On the other hand, it is also possible to provide a brush structure by providing a flocked portion, provide irregularities on saw teeth, or use a nozzle equipped with a cutting blade. The roots of plants that have invaded can be easily removed. As described above, the cleaning method of the present invention solves all the conventional problems in pipe cleaning and renews the common sense of piping maintenance.

[Brief description of drawings]

FIG. 1 is an explanatory view schematically showing the movement of a nozzle and the connection form of a hose in a cleaning method of the present invention.

FIG. 2 is an exploded explanatory view showing an embodiment of a pipe cleaning nozzle capable of realizing the cleaning method of the present invention.

3A and 3B are structural explanatory views showing an embodiment of a pipe cleaning nozzle capable of realizing the cleaning method of the present invention, in which (A) is a side sectional view, (B) is a front view, and (C) is a rear view.

FIG. 4 is an explanatory diagram showing a positional relationship between nozzles and pipes during cleaning.

FIG. 5 is a structural explanatory view showing an embodiment of a nozzle for cleaning a pipe capable of realizing the cleaning method of the present invention as a side section.

FIG. 6 is an explanatory diagram showing, as a front view, an embodiment of a pipe cleaning nozzle that can realize the cleaning method of the present invention.

FIG. 7 is an explanatory view showing, as a front view, an embodiment of a pipe cleaning nozzle that can realize the cleaning method of the present invention.

FIG. 8 is a structural explanatory view showing a case where a cutting blade is attached in an embodiment of a nozzle for cleaning a pipe capable of realizing the cleaning method of the present invention, (a) is a front view, and (b) is a side view.

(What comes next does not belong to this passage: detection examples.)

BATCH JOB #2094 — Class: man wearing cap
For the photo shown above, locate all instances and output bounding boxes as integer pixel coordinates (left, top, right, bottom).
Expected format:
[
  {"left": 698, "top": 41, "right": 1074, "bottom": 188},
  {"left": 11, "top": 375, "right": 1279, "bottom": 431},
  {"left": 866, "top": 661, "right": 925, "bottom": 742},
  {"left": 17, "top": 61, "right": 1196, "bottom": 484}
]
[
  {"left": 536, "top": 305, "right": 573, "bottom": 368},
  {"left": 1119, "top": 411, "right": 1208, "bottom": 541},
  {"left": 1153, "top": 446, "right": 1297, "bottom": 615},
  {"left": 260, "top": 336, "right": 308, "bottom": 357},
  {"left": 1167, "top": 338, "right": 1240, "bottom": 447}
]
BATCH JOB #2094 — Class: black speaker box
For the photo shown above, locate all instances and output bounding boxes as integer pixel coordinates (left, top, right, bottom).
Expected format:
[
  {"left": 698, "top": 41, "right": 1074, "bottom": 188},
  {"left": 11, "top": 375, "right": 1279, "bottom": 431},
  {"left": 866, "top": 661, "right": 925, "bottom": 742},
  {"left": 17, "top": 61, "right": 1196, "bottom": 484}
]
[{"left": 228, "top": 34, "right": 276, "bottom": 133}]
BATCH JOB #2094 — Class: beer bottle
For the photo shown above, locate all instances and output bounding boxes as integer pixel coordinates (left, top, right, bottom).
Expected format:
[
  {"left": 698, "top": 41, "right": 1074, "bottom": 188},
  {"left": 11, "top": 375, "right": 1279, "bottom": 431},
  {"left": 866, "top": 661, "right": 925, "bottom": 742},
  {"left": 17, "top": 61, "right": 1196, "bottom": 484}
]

FIG. 9 is an explanatory view showing, as a front view, a case where a flocked portion is provided in an embodiment of a nozzle for cleaning a pipe capable of realizing the cleaning method of the present invention.

FIG. 10 is a structural explanatory view showing an embodiment of a pipe cleaning nozzle capable of realizing the cleaning method of the present invention, in which (a) is a side sectional view and (b) is a front view.

FIG. 11 is an explanatory view showing another hose connection form in the cleaning method of the present invention.

[Explanation of symbols]

1 Hose 2, 40 Nozzle 3 Piping 4, 42 Tubular Body 5 Side Wall 6 Discharge Hole 7 Screw 8 Screw Hole 9 Straight Body 10 Rotating Body 11 Disc Metal Fitting 12 Spring Washer 13, 43 First Injection Port 14, 44 Second Injection port 15 Screw thread 16, 45 Fluid supply port 17 Annular groove 18, 41 Protrusions 20, 21 Directional arrow 30 First annular aperture 31 Second annular aperture 32 Serrated irregularity 33 Cutting blade 34 Corner protrusion 35 Synthetic Fiber 46 First Hose 47 Second Hose 48 Joint

Claims (3)

[Claims] 1. A method for cleaning an inner wall of a pipe using a nozzle for cleaning the pipe, wherein the nozzle for cleaning the pipe is brought into contact with the inner wall of the pipe by the jetting force of fluid from the nozzle for cleaning the pipe, A method for cleaning an inner wall of a pipe, characterized by swirling. 2. A method for cleaning an inner wall of a pipe according to claim 1, wherein a liquid is used as the fluid according to claim 1. 3. The method for cleaning an inner wall of a pipe according to claim 1, wherein a gas is used as the fluid according to claim 1.